Un projet à 72 milliards de FCFA qui divise. Alors que le gouvernement camerounais ambitionne de moderniser l'aéroport de Bertoua dans le cadre d'un programme national, des habitants de la région de l'Est dénoncent un projet « déconnecté » des priorités locales. « Si vous interrogez cent habitants sur leurs priorités aujourd'hui, vous n'en trouverez probablement pas cinq qui citeront l'aéroport », affirme un riverain. Routes, hôpitaux, eau potable, électricité… les besoins urgents sont ailleurs, dans une région qui affiche l'un des plus faibles Indices de développement humain du pays (0,543). Alors que les expropriations et indemnisations (490 millions FCFA prévus) suscitent déjà des tensions, les populations s'interrogent sur la pertinence d'un projet qui, selon elles, ne répond pas aux réalités du terrain. L'extension prévoit de faire passer l'emprise foncière de 180 à plusieurs centaines d'hectares, dans une région où l'espace ne manque pas, mais où les infrastructures de base, elles, font cruellement défaut.
Info en continu… EXTENSION DE L’AÉROPORT DE BERTOUA: DES HABITANTS DÉNONCENT UN PROJET DE 72 MILLIARDS FCFA QU’ILS JUGENT DÉCONNECTÉ DE LEURS PRIORITÉS
La controverse autour du projet d’extension de l’aéroport de Bertoua continue de s’intensifier. Après les contestations relatives aux indemnisations des populations affectées, de nouvelles voix s’élèvent dans la région de l’Est pour remettre en cause les priorités de l’État dans une région confrontée à d’importants défis en matière de développement.
Plusieurs habitants estiment que, malgré les ambitions affichées par le gouvernement, l’extension de l’aéroport ne répond pas aux besoins les plus urgents des populations.
« Si vous interrogez cent habitants de la région de l’Est sur leurs priorités aujourd’hui, vous n’en trouverez probablement pas cinq qui citeront l’aéroport. Les routes, les hôpitaux, l’eau potable ou encore l’accès à l’électricité reviennent systématiquement dans les préoccupations », affirme un riverain concerné par le projet.
Un projet de 72 milliards de FCFA
L’extension de l’aéroport de Bertoua s’inscrit dans un programme national de modernisation des plateformes aéroportuaires de Bertoua, Kribi et Tiko, pour un coût global estimé à 72 milliards de FCFA. L’objectif affiché est d’améliorer la connectivité intérieure, de renforcer la sécurité aérienne et de stimuler le développement économique régional.
À Bertoua, le projet prévoit notamment l’extension de l’emprise foncière de l’aéroport, jusque-là limitée à environ 180 hectares, afin de permettre sa modernisation et l’accueil d’infrastructures conformes aux standards actuels.
Pour les populations concernées, cette extension se traduit par des expropriations et des indemnisations. Le gouvernement a prévu une enveloppe d’environ 490 millions de FCFA pour indemniser les personnes affectées, dont 200 millions de FCFA au titre de la première phase destinée aux propriétaires de bâtiments et d’habitations.

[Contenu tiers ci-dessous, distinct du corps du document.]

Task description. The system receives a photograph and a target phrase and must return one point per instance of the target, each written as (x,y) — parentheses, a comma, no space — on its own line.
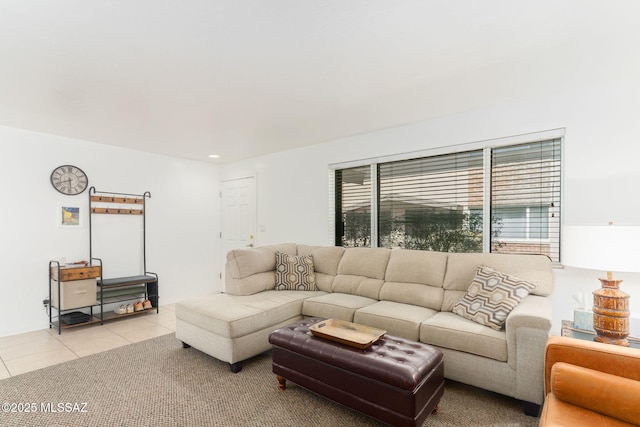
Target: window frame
(486,145)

La pauvreté au cœur des préoccupations
Les critiques formulées par certains habitants trouvent un écho dans les indicateurs socio-économiques de la région.

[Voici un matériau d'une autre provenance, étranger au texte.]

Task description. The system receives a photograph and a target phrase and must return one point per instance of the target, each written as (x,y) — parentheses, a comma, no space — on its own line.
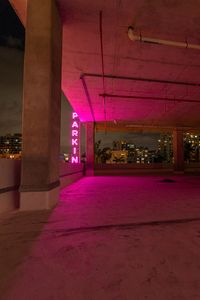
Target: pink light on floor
(75,138)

Avec une superficie de 109 002 km², la région de l’Est est la plus vaste du Cameroun, mais également l’une des moins peuplées et des moins développées en matière d’infrastructures. Son Indice de développement humain (IDH) est estimé à 0,543, la plaçant parmi les régions les moins favorisées du pays. Au-delà des chiffres, les habitants évoquent une réalité humaine.
« Nous avons bâti ces maisons au prix de nombreux sacrifices. Aujourd’hui, nous avons le sentiment que nos préoccupations passent après un projet dont nous ne percevons pas encore les retombées directes », confie un résident de la zone concernée.
Plusieurs riverains rappellent également que le projet de modernisation des aéroports concernait initialement Tiko, Kribi et Bertoua. Ils soulignent qu’à Tiko, le projet a été adapté en raison de l’urbanisation, estimant que la même réflexion pourrait être menée à Bertoua, où l’espace disponible dans la région reste considérable selon eux. Cette position reflète leur appréciation de la situation et n’a pas fait l’objet d’une confirmation officielle.